Where is my data located?
All our infrastructure is hosted by Google Cloud and all data is located in the U.S. We also back up data with Amazon Web Services, also located in the U.S.
Do you have a SOC2 report to share?
Do you have an incident report plan?
We maintain a security incident response plan to provide a framework to ensure that potential computer security incidents are managed in an effective and consistent manner. This document is reviewed at least annually.
Is my data encrypted?
All data is encrypted in transit, and all connections use TLS 1.2/1.3. Passwords are stored hashed and salted using bcrypt with a work function of 12. Backups are encrypted at rest using the AES-256 cipher. Attachments and other file assets are stored encrypted at rest on Amazon S3.
Do you update your systems?
Our security and operations teams follow the latest security standards, keep all our systems updated, and research any suspicious activity. If a security issue is discovered, we fix it immediately—security is a top priority. We have a security team working to improve all of the security control and procedures on a daily basis.
Do you have logs? What is the retention policy?
We keep a central logging indexed infrastructure and an internal activity log. Application logs (for assisting Harvest and Forecast support cases) are retained for 90 days.
Do you have a bug bounty program?
Yes, it’s hosted on HackerOne. We are under a 24/7 security audit performed by the people participating in the program.
Is any data stored outside the U.S.?
No, all of our data is stored within the U.S.
Do you comply with GDPR?
We’re committed to our customers’ privacy. As a SaaS platform, we offer a number of tools that may assist our customers in meeting their obligations under the new GDPR regulations:
- As we always have, we allow customers to access and modify personal information in their accounts, which helps them address data subject access or correction requests they may receive.
- We allow customers to download the data from their account at any time during or at the end of their use of our services.
- We offer a data processing agreement (DPA) which aims to help our customers meet their obligations under GDPR.
Are you PCI compliant?
Yes, Harvest has a PCI-DSS Merchant Certificate, although we don’t store any payment info.
Is customer data accessible by Harvest employees?
Harvest employees can access customers’ data for troubleshooting purposes. This access is restricted, logged, and monitored.
Are intrusion detection/prevention systems employed?
We don’t run any commercial IDS/IPS, but we have in-house alert systems set on our infrastructure and application logs to detect suspicious activity and anomalies. A member of the operations team is always on call.

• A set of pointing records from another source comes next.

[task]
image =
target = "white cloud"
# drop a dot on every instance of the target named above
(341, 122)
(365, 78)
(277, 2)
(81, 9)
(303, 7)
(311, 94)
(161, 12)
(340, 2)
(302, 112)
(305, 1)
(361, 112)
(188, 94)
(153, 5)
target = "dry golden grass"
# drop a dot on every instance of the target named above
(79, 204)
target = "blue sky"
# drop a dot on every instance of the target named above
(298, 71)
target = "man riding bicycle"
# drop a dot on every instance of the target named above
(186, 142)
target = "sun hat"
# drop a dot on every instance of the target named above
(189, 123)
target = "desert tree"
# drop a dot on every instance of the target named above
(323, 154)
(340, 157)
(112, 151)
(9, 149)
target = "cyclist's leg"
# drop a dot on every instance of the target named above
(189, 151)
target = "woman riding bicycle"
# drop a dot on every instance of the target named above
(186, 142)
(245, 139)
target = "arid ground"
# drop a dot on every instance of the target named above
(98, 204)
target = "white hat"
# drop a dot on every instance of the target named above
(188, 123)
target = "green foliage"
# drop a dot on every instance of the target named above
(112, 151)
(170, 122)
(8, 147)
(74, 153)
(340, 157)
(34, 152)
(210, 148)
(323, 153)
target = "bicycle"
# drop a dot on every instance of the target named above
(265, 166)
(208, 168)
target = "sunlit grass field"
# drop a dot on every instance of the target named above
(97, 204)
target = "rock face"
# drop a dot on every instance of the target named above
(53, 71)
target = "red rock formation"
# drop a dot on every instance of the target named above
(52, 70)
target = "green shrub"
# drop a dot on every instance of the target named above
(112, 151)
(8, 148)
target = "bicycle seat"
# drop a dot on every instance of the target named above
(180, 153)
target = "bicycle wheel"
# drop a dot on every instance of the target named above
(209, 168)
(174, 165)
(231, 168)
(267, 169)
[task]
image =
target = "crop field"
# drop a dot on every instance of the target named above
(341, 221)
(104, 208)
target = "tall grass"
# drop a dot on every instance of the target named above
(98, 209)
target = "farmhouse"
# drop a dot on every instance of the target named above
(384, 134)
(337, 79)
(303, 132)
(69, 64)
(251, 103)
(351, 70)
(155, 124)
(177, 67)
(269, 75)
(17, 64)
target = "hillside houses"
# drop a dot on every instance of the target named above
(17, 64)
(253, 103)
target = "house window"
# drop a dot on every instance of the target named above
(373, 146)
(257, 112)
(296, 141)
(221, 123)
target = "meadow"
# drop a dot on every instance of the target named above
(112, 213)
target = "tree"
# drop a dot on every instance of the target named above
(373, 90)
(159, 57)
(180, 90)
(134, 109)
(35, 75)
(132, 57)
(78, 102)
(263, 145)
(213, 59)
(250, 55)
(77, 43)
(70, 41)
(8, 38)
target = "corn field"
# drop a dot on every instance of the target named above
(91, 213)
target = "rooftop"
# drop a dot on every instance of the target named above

Do you perform periodic risk assessments?
While we don’t perform specific formal periodic risk assessments, we do have internal procedures for sensitive data transmission, retention periods, and data classification, and these are evaluated from time to time. We will also perform a risk assessment if a significant change to our service is planned.
How is identity and access managed?
We currently support sign-in via email/password and SSO with Gmail and Google Workspace accounts. Open sessions and identity options can be checked in the Security section of Harvest ID.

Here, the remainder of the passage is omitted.